歯科治療の鎮静とは何か?
多くの人は歯科診療に対して不安や恐怖を抱きます。口の中を触られたり、ドリル音がしたりするのは決して楽しい体験ではありません。そのため、痛みがひどいとき以外は診療を避ける人も少なくありません。歯科鎮静は、そうした不安を抱える患者が必要な口腔ケアを受けられるようサポートします。
定義
Consumer Guide to Dentistry の Allison DiMatteo 氏によれば、歯科鎮静とは「治療前に薬剤を用いて患者の意識や緊張を和らげること」を指します。通常の歯科治療では局所麻酔が用いられますが、鎮静は全身に作用する麻酔薬を投与し、患者の精神状態を安定させて治療を受けやすくします。
目的
強い不安や嘔吐反射が強い人が、痛みを恐れずに歯の治療を受けられるようにすることが主な目的です。治療中のリラックスと、治療後の記憶が曖昧になる効果により、患者は痛みや恐怖感を軽減できます。
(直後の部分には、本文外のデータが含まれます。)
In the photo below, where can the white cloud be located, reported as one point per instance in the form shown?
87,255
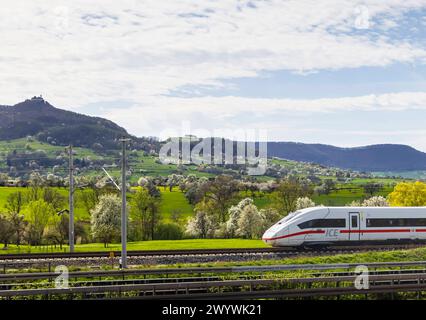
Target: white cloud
88,51
154,115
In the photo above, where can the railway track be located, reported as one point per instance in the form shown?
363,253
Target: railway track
380,282
201,252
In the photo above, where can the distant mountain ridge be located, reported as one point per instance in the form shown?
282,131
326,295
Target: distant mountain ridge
36,117
380,157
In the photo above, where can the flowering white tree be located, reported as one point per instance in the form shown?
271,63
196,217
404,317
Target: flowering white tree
250,223
305,202
270,216
201,225
234,215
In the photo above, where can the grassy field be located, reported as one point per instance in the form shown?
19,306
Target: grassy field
174,202
147,245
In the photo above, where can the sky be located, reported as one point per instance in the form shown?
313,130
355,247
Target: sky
341,72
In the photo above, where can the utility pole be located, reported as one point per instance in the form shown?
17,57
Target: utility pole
123,204
71,200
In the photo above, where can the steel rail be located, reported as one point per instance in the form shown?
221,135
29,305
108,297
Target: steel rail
154,288
206,270
137,253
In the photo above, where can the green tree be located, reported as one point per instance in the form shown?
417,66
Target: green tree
222,193
6,230
144,213
37,214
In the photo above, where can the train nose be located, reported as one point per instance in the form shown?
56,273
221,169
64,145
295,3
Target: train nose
269,237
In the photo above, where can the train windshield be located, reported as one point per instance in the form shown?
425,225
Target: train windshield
290,216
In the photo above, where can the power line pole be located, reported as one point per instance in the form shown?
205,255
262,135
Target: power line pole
123,204
71,200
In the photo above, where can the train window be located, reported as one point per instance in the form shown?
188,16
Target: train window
323,223
354,221
404,222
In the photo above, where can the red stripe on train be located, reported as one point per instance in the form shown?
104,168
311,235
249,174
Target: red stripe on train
344,231
375,231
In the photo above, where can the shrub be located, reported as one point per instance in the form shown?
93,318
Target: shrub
169,231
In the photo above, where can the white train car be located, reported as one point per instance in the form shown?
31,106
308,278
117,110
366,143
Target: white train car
348,225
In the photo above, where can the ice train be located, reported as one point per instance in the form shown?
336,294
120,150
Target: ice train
348,225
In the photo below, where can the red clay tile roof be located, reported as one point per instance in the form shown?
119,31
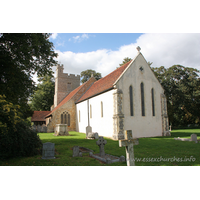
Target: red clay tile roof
97,87
39,116
66,99
105,83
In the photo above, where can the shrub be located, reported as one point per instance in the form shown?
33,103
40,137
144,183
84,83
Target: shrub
16,137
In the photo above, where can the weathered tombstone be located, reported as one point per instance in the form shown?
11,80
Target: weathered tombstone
194,137
122,158
61,129
101,142
88,130
128,142
76,151
34,127
48,150
92,135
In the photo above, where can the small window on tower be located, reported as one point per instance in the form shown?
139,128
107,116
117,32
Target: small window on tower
69,86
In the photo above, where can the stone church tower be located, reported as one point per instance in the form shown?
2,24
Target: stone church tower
64,84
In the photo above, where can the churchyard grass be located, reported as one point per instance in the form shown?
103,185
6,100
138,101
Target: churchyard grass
158,151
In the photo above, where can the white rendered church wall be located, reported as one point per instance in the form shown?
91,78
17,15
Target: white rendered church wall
103,125
81,117
148,125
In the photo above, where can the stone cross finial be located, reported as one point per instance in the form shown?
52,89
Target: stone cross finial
101,142
128,143
138,48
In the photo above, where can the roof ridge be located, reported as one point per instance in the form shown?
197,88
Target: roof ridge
113,71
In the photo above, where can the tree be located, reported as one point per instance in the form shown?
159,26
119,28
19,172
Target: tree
127,59
42,98
16,137
85,75
21,56
182,90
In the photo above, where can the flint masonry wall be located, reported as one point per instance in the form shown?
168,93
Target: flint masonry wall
64,84
70,107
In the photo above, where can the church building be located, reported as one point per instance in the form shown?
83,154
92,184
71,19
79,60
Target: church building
129,98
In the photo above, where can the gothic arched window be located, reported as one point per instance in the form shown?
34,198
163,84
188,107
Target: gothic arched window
142,99
131,100
90,111
65,118
153,102
101,109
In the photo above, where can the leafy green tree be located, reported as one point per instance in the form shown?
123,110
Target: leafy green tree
182,89
16,137
127,59
42,98
86,75
21,56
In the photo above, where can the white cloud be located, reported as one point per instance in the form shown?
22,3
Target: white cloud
161,49
80,38
54,35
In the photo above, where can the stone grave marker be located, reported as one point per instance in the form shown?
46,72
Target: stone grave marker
48,150
128,143
88,130
61,130
101,142
92,135
194,137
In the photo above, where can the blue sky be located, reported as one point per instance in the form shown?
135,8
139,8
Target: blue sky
77,42
103,52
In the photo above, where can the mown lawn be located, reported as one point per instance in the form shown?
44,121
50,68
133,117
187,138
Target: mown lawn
158,151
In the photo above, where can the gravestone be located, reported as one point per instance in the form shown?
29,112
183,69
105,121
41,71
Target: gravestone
107,158
194,137
128,143
92,135
88,130
48,150
101,142
76,151
61,130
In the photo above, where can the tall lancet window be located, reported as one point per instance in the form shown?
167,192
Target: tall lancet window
90,111
153,102
142,99
65,118
101,109
131,100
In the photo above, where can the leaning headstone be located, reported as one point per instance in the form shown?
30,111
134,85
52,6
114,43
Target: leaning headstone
88,130
101,142
194,137
76,151
61,130
48,150
92,135
128,143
保険適用外になることが多く、費用は自己負担となります。
種類
かつては笑気(亜酸化窒素)吸入や静脈内投与が主流でしたが、現在は経口鎮静が一般的です。ベンゾジアゼピン系の錠剤を診療前に服用させる方法で、完全に睡眠状態になるわけではなく「深いリラックス状態」を作ります。治療後は薬の効果が切れるまで約4時間の監視が必要で、帰宅には運転できる同伴者が必要です。
使用例
長期間歯科治療を先延ばしにしていた患者や、複数の治療を同時に行う必要があるケースで多用されます。鎮静により歯科医は効率的に処置を進められ、患者は定期的なメンテナンスへ戻りやすくなります。
リスク
鎮静は概ね安全ですが、副作用やアレルギー反応のリスクがあります。小児歯科医学会によると、死亡率は25万人に1人程度と報告されています。鎮静に熟練した歯科医を選び、患者選定や緊急時の対応体制を事前に確認することが重要です。
注意点
すべての人に適するわけではありません。極度の恐怖心や強い支配欲がある場合、薬が効果を発揮しにくいことがあります。そのようなときは、認知行動療法や心理的アプローチが根本的な解決策となります。